CREATE OR REPLACE FUNCTION medallion_status(
paycheck_dd varchar, estimated_income double, fico integer)
RETURNS varchar
BEGIN
DECLARE m_score double DEFAULT 1.00;
SET m_score = IF(paycheck_dd = 'Y', 50000.00, 0.00) +
estimated_income + (fico * 100);
IF m_score < 75000.01 THEN
RETURN 'bronze';
ELSEIF m_score < 150000.01 THEN
RETURN 'silver';
ELSEIF m_score < 250000.01 THEN
RETURN 'gold';
ELSE
RETURN 'platinum';
END IF;
RETURN null;
END;
Run a quick smoke-test.
SELECT paycheck_dd, estimated_income, fico,
medallion_status(paycheck_dd, estimated_income, fico)

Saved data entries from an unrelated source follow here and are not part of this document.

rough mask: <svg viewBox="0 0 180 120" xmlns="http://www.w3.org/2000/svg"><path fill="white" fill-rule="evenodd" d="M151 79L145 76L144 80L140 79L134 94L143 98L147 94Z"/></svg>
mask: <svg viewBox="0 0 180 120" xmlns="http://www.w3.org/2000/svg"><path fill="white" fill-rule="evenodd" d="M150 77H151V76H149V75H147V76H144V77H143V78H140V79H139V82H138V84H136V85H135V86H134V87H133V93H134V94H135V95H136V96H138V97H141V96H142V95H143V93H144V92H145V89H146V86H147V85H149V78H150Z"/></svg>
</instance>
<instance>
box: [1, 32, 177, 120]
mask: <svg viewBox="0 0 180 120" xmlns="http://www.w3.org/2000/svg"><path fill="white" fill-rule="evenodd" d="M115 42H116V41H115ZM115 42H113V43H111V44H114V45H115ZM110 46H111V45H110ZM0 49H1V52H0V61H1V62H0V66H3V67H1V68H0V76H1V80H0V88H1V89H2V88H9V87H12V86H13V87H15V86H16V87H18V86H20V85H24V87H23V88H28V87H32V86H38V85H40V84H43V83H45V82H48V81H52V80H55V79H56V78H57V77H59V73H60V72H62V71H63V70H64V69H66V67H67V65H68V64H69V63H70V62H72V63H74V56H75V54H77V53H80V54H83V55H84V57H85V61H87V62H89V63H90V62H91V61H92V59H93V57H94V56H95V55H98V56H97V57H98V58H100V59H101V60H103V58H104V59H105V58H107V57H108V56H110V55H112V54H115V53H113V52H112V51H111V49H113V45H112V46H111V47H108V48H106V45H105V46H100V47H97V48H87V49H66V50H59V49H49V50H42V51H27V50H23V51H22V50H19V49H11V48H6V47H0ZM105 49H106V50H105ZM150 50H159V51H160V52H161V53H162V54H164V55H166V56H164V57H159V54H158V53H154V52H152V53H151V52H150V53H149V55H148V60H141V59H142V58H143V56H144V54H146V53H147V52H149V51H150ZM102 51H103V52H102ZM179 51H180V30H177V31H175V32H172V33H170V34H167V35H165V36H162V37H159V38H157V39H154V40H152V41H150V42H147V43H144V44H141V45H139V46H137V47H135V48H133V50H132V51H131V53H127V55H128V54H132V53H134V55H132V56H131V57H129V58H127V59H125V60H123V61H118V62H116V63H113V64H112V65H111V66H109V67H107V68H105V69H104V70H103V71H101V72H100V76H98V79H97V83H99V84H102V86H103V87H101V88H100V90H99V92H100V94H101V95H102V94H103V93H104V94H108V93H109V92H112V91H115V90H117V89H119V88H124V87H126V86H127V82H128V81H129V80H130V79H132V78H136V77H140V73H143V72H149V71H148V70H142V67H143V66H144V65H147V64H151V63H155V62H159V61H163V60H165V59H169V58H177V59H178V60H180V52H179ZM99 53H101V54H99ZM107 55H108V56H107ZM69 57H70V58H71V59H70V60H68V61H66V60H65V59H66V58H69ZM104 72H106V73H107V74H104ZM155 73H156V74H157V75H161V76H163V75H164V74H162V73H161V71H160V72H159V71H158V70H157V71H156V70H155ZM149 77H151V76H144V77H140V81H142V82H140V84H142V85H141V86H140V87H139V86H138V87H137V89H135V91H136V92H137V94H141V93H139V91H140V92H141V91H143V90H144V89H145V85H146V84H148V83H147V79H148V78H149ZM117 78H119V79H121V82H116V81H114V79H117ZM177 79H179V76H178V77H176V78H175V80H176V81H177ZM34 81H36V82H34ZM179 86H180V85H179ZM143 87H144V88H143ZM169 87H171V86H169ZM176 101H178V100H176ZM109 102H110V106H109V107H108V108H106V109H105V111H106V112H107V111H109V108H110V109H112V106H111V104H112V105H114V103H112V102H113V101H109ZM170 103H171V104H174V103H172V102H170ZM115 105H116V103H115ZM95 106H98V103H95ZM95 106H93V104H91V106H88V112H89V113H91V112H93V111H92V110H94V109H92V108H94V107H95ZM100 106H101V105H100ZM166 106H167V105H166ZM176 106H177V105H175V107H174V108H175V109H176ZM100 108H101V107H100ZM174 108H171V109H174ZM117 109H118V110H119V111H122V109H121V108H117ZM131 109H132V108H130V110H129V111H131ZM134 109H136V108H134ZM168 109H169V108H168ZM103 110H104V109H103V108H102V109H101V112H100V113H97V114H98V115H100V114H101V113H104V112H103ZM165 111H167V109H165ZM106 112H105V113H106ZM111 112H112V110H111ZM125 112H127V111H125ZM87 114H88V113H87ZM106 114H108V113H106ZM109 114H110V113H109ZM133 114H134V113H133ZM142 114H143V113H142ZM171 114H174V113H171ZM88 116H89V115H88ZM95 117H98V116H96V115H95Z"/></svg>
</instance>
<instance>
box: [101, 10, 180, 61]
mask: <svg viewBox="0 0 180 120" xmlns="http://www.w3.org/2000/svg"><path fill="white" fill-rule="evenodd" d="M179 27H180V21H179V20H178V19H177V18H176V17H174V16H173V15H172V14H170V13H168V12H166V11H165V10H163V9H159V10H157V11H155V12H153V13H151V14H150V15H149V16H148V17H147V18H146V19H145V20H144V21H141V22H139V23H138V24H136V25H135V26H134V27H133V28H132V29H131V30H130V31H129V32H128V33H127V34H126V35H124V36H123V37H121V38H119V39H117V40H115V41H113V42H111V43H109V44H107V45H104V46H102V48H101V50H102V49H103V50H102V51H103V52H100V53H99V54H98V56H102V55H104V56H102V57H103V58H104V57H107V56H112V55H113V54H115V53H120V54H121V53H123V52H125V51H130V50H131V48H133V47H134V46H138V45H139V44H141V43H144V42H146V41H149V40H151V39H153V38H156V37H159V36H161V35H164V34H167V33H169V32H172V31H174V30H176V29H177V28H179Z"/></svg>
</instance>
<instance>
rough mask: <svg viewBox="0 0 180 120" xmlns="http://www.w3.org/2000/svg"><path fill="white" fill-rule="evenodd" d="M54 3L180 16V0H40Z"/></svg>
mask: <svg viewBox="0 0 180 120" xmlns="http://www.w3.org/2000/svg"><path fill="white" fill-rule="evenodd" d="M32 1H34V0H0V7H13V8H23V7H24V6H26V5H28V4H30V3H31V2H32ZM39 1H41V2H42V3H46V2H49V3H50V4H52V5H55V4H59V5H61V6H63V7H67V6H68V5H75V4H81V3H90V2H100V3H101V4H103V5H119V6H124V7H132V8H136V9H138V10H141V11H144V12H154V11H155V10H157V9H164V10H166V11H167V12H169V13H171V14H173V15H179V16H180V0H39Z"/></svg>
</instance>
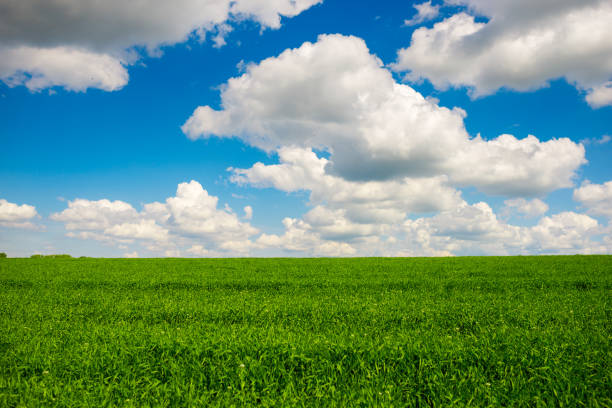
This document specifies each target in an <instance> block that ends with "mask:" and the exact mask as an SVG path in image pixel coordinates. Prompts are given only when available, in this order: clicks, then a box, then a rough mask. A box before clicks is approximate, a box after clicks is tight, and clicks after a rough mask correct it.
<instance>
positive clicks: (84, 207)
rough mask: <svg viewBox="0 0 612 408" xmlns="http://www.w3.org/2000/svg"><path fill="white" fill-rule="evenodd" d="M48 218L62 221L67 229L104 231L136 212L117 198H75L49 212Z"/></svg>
mask: <svg viewBox="0 0 612 408" xmlns="http://www.w3.org/2000/svg"><path fill="white" fill-rule="evenodd" d="M49 218H50V219H52V220H53V221H60V222H63V223H64V224H65V226H66V229H67V230H74V231H76V230H80V231H95V230H98V231H104V230H105V229H107V228H110V227H112V226H113V225H117V224H122V223H124V222H129V221H132V220H135V219H136V218H138V212H137V211H136V210H135V209H134V207H132V206H131V205H130V204H128V203H126V202H123V201H119V200H117V201H109V200H107V199H103V200H98V201H90V200H85V199H80V198H77V199H76V200H73V201H68V208H66V209H65V210H63V211H62V212H60V213H54V214H51V216H50V217H49Z"/></svg>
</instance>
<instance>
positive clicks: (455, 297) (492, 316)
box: [0, 256, 612, 407]
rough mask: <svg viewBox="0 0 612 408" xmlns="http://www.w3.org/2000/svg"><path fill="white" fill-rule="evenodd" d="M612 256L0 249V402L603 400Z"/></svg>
mask: <svg viewBox="0 0 612 408" xmlns="http://www.w3.org/2000/svg"><path fill="white" fill-rule="evenodd" d="M611 294H612V256H571V257H501V258H498V257H483V258H479V257H477V258H443V259H426V258H415V259H377V258H365V259H227V260H219V259H217V260H188V259H166V260H164V259H142V260H122V259H116V260H106V259H44V258H43V259H3V260H0V406H2V407H13V406H27V407H38V406H45V407H47V406H64V407H76V406H90V407H103V406H180V407H190V406H194V407H195V406H244V405H262V406H322V407H328V406H396V407H405V406H564V407H579V406H590V407H609V406H612V365H611V362H612V347H611V340H612V296H611Z"/></svg>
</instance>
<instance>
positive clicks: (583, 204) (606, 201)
mask: <svg viewBox="0 0 612 408" xmlns="http://www.w3.org/2000/svg"><path fill="white" fill-rule="evenodd" d="M574 200H576V201H578V202H579V203H581V204H582V205H583V206H584V207H585V208H586V209H587V211H588V212H589V213H590V214H594V215H604V216H606V217H608V218H610V219H612V181H608V182H606V183H603V184H592V183H590V182H588V181H586V182H585V183H583V184H582V185H581V186H580V188H577V189H576V190H574Z"/></svg>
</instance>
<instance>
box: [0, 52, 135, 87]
mask: <svg viewBox="0 0 612 408" xmlns="http://www.w3.org/2000/svg"><path fill="white" fill-rule="evenodd" d="M0 79H2V80H3V81H4V82H5V83H7V84H8V85H10V86H14V85H25V86H26V87H27V88H28V89H29V90H31V91H39V90H41V89H44V88H49V87H53V86H63V87H65V88H66V89H68V90H71V91H85V90H86V89H87V88H99V89H103V90H105V91H114V90H117V89H120V88H122V87H123V86H124V85H125V84H127V81H128V73H127V70H126V68H125V61H124V60H122V59H121V58H117V57H114V56H111V55H109V54H104V53H95V52H91V51H87V50H85V49H79V48H73V47H51V48H38V47H27V46H20V47H14V48H3V47H0Z"/></svg>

FROM sample.burstbank.customer LIMIT 5;

Let’s do a quick aggregation on the newly created medallion status to verify it makes sense across the full customer base.
WITH incl_medallion AS (
SELECT paycheck_dd, estimated_income, fico, state,
medallion_status(paycheck_dd, estimated_income, fico)
AS medallion_status
FROM sample.burstbank.customer
)
SELECT medallion_status,
round(avg(estimated_income),2) AS avg_income,
round(avg(fico),0) AS avg_fico
FROM incl_medallion
GROUP BY medallion_status
ORDER BY avg_income desc;

Yep, it looks good from here! Plus, we can abstract away the full user-defined function (UDF) so it doesn’t make our query so convoluted AND we can reuse it easily when needed. Cool beans!